Nach einem Arbeitsunfall oder einer Betriebskontrolle werden Mängel (z.B. das Fehlen von ausgebildeten Ersthelfern oder elektrischen Prüfungen) durch eine schriftliche behördliche Anordnung beanstandet. Das Schreiben der Anordnung ist gebührenpflichtig (400-600 €). Mit der Anordnung ist eine Fristsetzung zur Umsetzung von Maßnahmen gemäß den beschriebenen Punkten verbunden. Verstreicht die Frist, können Zwangs- / Bußgelder von bis zu 15.000 € je Verstoß auferlegt werden. 

  • Regress/Schadensersatz: 

Unternehmerinnen und Unternehmer, die vorsätzlich oder grob fahrlässig handeln bzw. erforderliche Handlungen zum Schutz ihrer Beschäftigten unterlassen und so einen Arbeitsunfall oder eine Berufskrankheit ihrer Beschäftigten herbeiführen, können von der gesetzlichen Unfallversicherung (Berufsgenossenschaften / Unfallkassen / Landesverbände der DGUV und Sozialversicherung für Landwirtschaft, Forsten und Gartenbau) in Regress genommen werden. Sie müssen also Schadensersatz als Verursacherin oder Verursacher an ihren Versicherer leisten. 

Grobe Fahrlässigkeit

Der Begriff der groben Fahrlässigkeit ist im Gesetz wie folgt definiert: § 45 Abs. 2, Nr. 3 SGB X: „ […] grobe Fahrlässigkeit liegt vor, wenn der Begünstigte die erforderliche Sorgfalt in besonders schwerem Maße verletzt hat.“ Er oder sie beachtet also das nicht, was jedem hätte einleuchten müssen. Wann genau ein Handeln oder Unterlassen grob fahrlässig ist, wird in jedem Einzelfall geprüft. So ist beispielsweise der Verstoß gegen Unfallverhütungsvorschriften, die Beschäftigte vor tödlichen Gefahren schützen, als schwer einzustufen. Bei Abstürzen aus mehr als fünf Metern Höhe infolge ungenügender Sicherungen ist in der Regel grobe Fahrlässigkeit gegeben.

Auch wenn ein Arbeits- oder Wegeunfall von einem Dritten – also von einer Person außerhalb des Unternehmens – verursacht wurde, verlangt die Berufsgenossenschaft von dieser Person auch Ersatz für ihre Aufwendungen. Die Regresseinnahmen entlasten das Umlagesoll der Berufsgenossenschaft und bewirken damit eine Senkung der Mitgliedsbeiträge. Außerdem werden dadurch die Schädiger nicht unzulässigerweise entlastet, weil durch ihre verbotene Handlung ein Dritter für den Schaden einstehen muss.
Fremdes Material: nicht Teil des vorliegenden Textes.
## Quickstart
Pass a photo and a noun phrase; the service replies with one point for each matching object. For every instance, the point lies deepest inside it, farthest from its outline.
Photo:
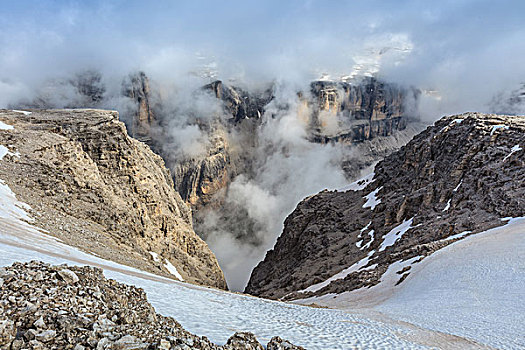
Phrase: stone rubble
(42, 309)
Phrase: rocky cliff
(137, 88)
(61, 307)
(96, 188)
(461, 176)
(362, 111)
(366, 109)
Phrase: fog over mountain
(458, 57)
(451, 47)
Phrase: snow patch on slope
(396, 233)
(474, 288)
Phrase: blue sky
(453, 45)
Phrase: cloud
(460, 53)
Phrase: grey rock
(458, 175)
(46, 336)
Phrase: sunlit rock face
(137, 88)
(361, 111)
(98, 189)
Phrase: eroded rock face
(457, 178)
(40, 310)
(137, 88)
(98, 189)
(239, 103)
(366, 110)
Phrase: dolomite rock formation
(40, 309)
(370, 109)
(137, 87)
(239, 103)
(366, 110)
(457, 178)
(96, 188)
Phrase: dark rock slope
(457, 178)
(60, 307)
(96, 188)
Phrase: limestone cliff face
(96, 188)
(240, 104)
(137, 87)
(202, 180)
(364, 111)
(457, 178)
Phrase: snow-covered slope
(218, 314)
(473, 288)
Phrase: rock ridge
(96, 188)
(461, 176)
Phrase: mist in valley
(46, 53)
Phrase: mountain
(459, 177)
(345, 113)
(96, 188)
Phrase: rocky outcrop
(42, 309)
(137, 88)
(457, 178)
(366, 109)
(96, 188)
(240, 104)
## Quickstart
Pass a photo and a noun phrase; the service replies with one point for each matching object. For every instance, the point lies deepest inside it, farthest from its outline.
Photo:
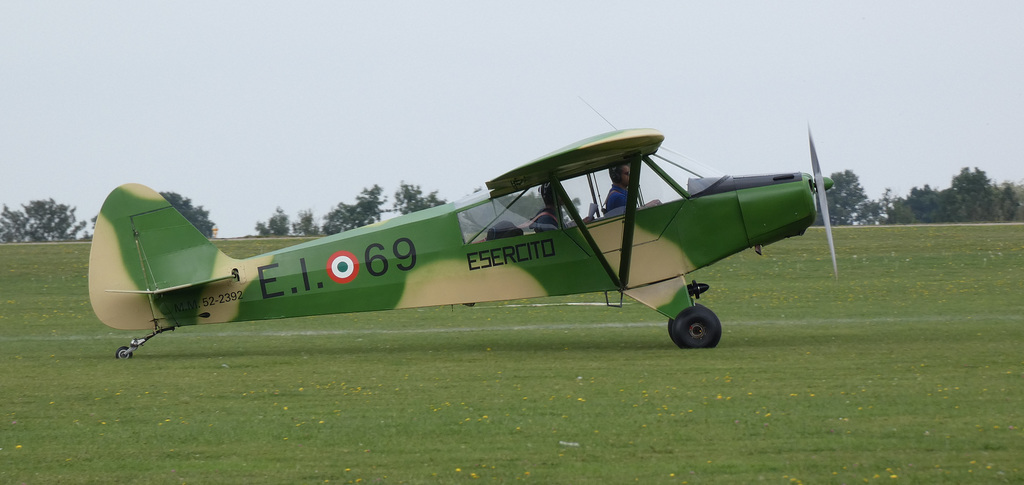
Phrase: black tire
(695, 327)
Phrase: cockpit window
(516, 214)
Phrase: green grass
(908, 368)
Zusammenfassung: Arbeitsunfall – Was ist zu tun als Arbeitgeber und Arbeitnehmer?

Ein Arbeitsunfall stellt Unternehmen und deren Mitarbeiter vor zahlreiche Herausforderungen. Schnelles und korrektes Handeln ist essentiell, um die Gesundheit der Betroffenen zu sichern und rechtlichen Verpflichtungen nachzukommen. Es ist wichtig, adäquate Sicherheitsmaßnahmen und Notfallpläne im Voraus zu etablieren, um im Falle eines „Arbeitsunfall – was tun?“ Szenarios bestens vorbereitet zu sein. Genauso entscheidend ist die Kenntnis über die Rechte und Pflichten, die sich aus einem Unfall ergeben. Dieser Leitfaden soll Ihnen dabei helfen, im Ernstfall richtig zu agieren und langfristige Folgen für alle Beteiligten zu minimieren.